Wednesday, October 10, 2012

100TWC - Day 75: Shadows

Geoff, Randolph and Narsi sat staring at each other through the blue fug that filled Nightowls Den. It was a garden shed really, but to them it was their den. A secret place for secret things. Geoff passed the spliff to Rand.

"Are we gonna wait all day?"
"They'll be here. Chill."
"Who are we waiting for?" asked Narsi, who had only moved to the street the week before and not yet experienced a full meeting of the Nightowls.
Rand exhaled, adding another plume to the thick atmosphere in the den. "Pete said he wouldn't be here for the tales. He's coming across later. But Ned should be here by now."

The shed door opened as Rand finished speaking and Ned entered.

"Sorry. Sorry. Mum had me putting ALL the groceries away before I could get a pass," he said. He fell into a corner of their broken down sofa and let out a sigh of total satisfaction and relaxation. "But I'm here now, and I need a pull."

He held out his hand, and Rand passed over the joint.

"Is it story time?" he said before taking a massive toke.
"Yeah. Let's make it a good one. It's Narsi's first time. This is Narsi, by the way.

Ned waved, still holding his breath. Narsi smiled and turned to Geoff. "You've not said much about these tales," he began.
Geoff interrupted him. "Telling tales about the tales is verboten," he wagged his finger. "You have to hear the tale to get the full effect. Anything else violates the 'Owls code."
"Whose turn is it?" asked Rand.
"Mine," gasped Ned, exhaling at last.
"That's why we were waiting," Geoff explained to Narsi. "We take it in turns."
Rand stood to draw the blackout blinds on the two small windows while Geoff lit a single tea-light and set it on the small table in the centre of the floor. Drafts from under the door set the light flickering. Shadows danced around the pine walls.

"Perfect lighting for the story I'm about to tell you," Ned began, lowering his voice and adopting a traditional Vincent Price graveyard tone, "because it is about shadows."

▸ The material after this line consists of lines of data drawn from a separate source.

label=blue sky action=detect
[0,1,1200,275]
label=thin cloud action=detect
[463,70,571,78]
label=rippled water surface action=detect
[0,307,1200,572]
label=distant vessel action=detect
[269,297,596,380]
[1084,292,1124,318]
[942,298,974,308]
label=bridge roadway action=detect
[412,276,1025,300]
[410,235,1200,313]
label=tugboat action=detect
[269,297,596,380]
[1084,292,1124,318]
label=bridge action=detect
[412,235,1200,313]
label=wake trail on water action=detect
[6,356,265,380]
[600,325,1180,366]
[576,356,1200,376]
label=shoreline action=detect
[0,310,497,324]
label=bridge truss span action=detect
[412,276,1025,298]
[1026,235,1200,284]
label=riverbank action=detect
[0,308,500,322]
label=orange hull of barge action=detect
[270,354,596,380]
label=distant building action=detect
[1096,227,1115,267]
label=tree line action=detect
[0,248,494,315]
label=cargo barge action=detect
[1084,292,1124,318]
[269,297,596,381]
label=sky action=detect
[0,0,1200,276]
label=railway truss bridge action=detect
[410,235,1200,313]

The others settled themselves into their seats. Rand extinguished the weed.

"Since a time before time," Ned went on, "our earliest forebears have known that shadows are not what they seem to be. It's true that demons and ghouls seek out dark places. They can often be found lurking in shadows and corners. But those shadows in which they hide are static. They are cast by buildings, or artefacts. Things that have never lived or walked the Earth. They are merely the absence of light. Umbra and penumbra are they, and they hold no terrors of themselves, only by association with the things that hide within them."

Another light breath of wind under the door made the tea light gutter once again. A tree branch scraped against the wall outside. Everyone jumped.

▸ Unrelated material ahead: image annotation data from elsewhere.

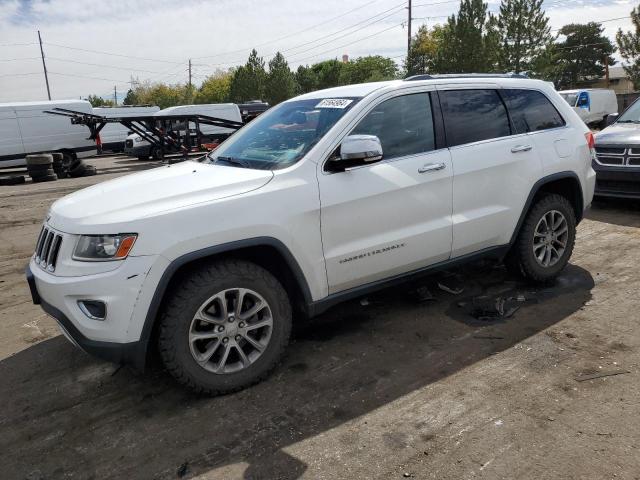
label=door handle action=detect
[511,145,533,153]
[418,163,446,173]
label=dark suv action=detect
[593,101,640,198]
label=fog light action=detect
[78,300,107,320]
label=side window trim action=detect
[429,90,448,150]
[496,88,516,138]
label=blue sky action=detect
[0,0,637,102]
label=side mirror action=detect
[605,113,620,127]
[327,135,382,172]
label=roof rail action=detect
[405,73,529,81]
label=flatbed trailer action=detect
[45,108,244,160]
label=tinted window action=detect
[440,90,511,146]
[351,93,435,158]
[503,90,564,133]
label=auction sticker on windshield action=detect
[316,98,353,108]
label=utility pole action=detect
[38,30,51,100]
[407,0,411,56]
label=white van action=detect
[124,103,242,160]
[0,100,97,167]
[558,88,618,127]
[93,105,160,152]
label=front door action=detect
[319,92,452,293]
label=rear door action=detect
[0,109,24,167]
[502,89,568,180]
[439,86,542,258]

"What our forebears knew," said Ned, warming to his story, "but which has passed out of memory for all but the fewest scholars of the arcana, is that there exist a race of beings with souls blacker than the blackest night. In ancient times they were named the Umbrae, and it is only in relatively recent times that they have given their name to the ordinary shadows that we see around us today."

With a dramatic flourish, Ned swept his hand around the interior, indicating the quivering shadows from the tea light.

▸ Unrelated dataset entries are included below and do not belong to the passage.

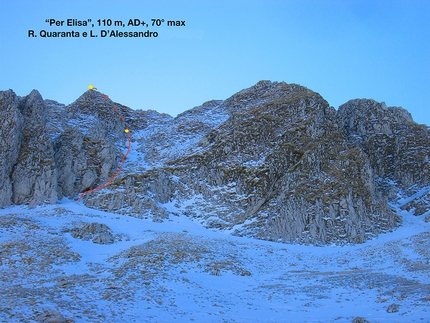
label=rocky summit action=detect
[0,81,430,245]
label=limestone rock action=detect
[65,222,115,244]
[338,99,430,188]
[36,311,68,323]
[1,90,57,207]
[0,81,430,245]
[387,303,400,313]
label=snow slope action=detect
[0,199,430,323]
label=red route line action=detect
[78,88,131,203]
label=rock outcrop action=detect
[0,81,430,245]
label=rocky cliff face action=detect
[0,81,430,245]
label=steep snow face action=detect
[0,199,430,323]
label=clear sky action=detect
[0,0,430,125]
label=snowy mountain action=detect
[0,81,430,323]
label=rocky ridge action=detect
[0,81,430,245]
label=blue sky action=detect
[0,0,430,125]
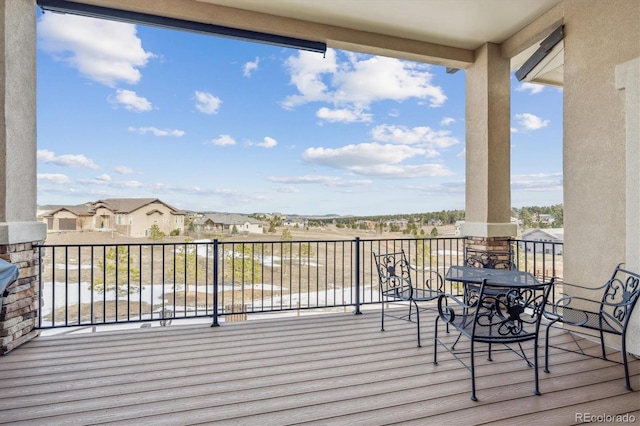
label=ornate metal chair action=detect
[433,280,553,401]
[544,263,640,390]
[373,250,444,347]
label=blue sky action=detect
[38,13,562,215]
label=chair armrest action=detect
[547,296,600,316]
[562,281,609,292]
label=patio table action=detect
[444,266,541,288]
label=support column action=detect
[462,43,517,240]
[616,57,640,354]
[0,0,46,354]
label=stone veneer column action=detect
[0,243,40,355]
[462,43,517,237]
[0,0,46,354]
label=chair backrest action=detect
[373,250,412,292]
[464,247,518,269]
[600,264,640,333]
[469,279,553,343]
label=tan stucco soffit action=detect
[500,3,564,59]
[52,0,474,69]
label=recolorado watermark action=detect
[575,413,636,423]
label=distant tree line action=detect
[250,204,564,236]
[511,204,564,229]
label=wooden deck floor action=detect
[0,311,640,426]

"The Umbrae, whose name used to strike dread at its very utterance, do not hide in shadows. They inhabit them. They take them over. These darkest of the spirits from the underworld can use the shadows of living creatures to wield unspeakable evil, wresting control of them from their owners to enter our world for their own ends. Once inside the shadow of a man, they can go wherever he goes, hear whatever he is listening to, influence his mind and those of his friends, with only one purpose in their stygian souls: to perform evil works. To maim and wound, kill and torture, fetch the horrors of the deep and visit them on our world, when we least expect it, and in ways it is impossible to defend against.

"Who would believe us? Children cower in their beds at the shadows in their rooms--"

The door of the shed burst open. Haloed by the bright orange light of the setting sun which streamed across the garden from the West,  Pete stood in the doorway, his arms braced against the door posts, his baseball cap twisted sideways on his head.

"So, are we staying here or shall we go shoot some pool?"

The others didn't move. They were staring in transfixed terror at the floor. Pete was standing completely still, but on the smooth wooden boards of the shed floor, his shadow was moving.